When we used different dataset to run Mandalorion, it sill does not give us the subreads.fastq output. Would there be any test dataset that we can try to run this script properly?

wiedemak commented 5 years ago

Hey @rvolden and @ljw90607,

I had the same problem of empty Isoform*_subreads.fastq and found a reason. In my case, the input *.fastq reads look like this 4 lines:

@83cd2a45-5e8b-4f19-a5ae-db4d09d80c32 runid=6b149e596f92e00e5f8e09d68bbf440b4c863b82 read=104 ch=15 start_time=2018-01-01T01:02:52Z GTAGAGGATAGG[...] + )-2')%(')*(+[...]

In line 224 of defineAndQuantifyIsoforms.py the root_name of the read is parsed by: root_name = name[1:].split('_')[0]. However, there is no underscore in my read headers.

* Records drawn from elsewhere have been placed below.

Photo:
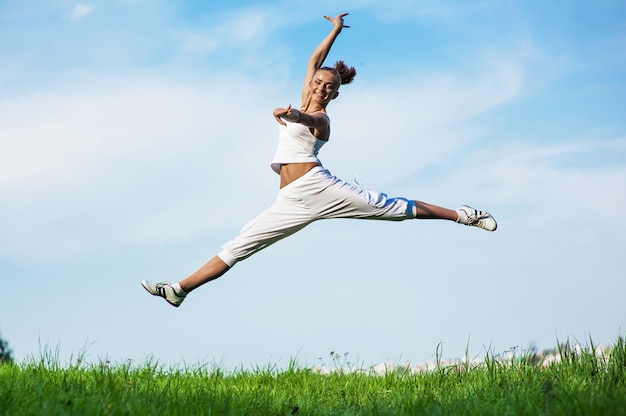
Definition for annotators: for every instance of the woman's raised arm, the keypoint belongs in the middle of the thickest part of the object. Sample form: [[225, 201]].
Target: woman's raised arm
[[321, 52]]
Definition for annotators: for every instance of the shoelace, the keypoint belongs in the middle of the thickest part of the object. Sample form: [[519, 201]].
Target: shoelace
[[160, 288], [475, 217]]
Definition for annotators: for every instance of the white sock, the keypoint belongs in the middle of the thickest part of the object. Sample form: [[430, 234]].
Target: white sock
[[462, 216], [178, 290]]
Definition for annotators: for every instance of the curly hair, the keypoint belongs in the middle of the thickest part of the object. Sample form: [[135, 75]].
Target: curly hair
[[346, 73]]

Using blank space instead: root_name = name[1:].split(' ')[0] results in correct root_name's, the read_seq/subreads list is filled with more than just read names and the Isoform*_subreads.fastq files are not empty anymore.

Hope, this will help you, too.

rvolden commented 5 years ago

If that's the reason, then thank you. Unfortunately I don't have a test set to give. Both mine and Chris's versions of Mandalorion are designed to take R2C2 reads, which is why we split with an underscore rather than a space. Because of this I'm not sure what I should do in terms of support for both especially because I can't make changes to Chris's version.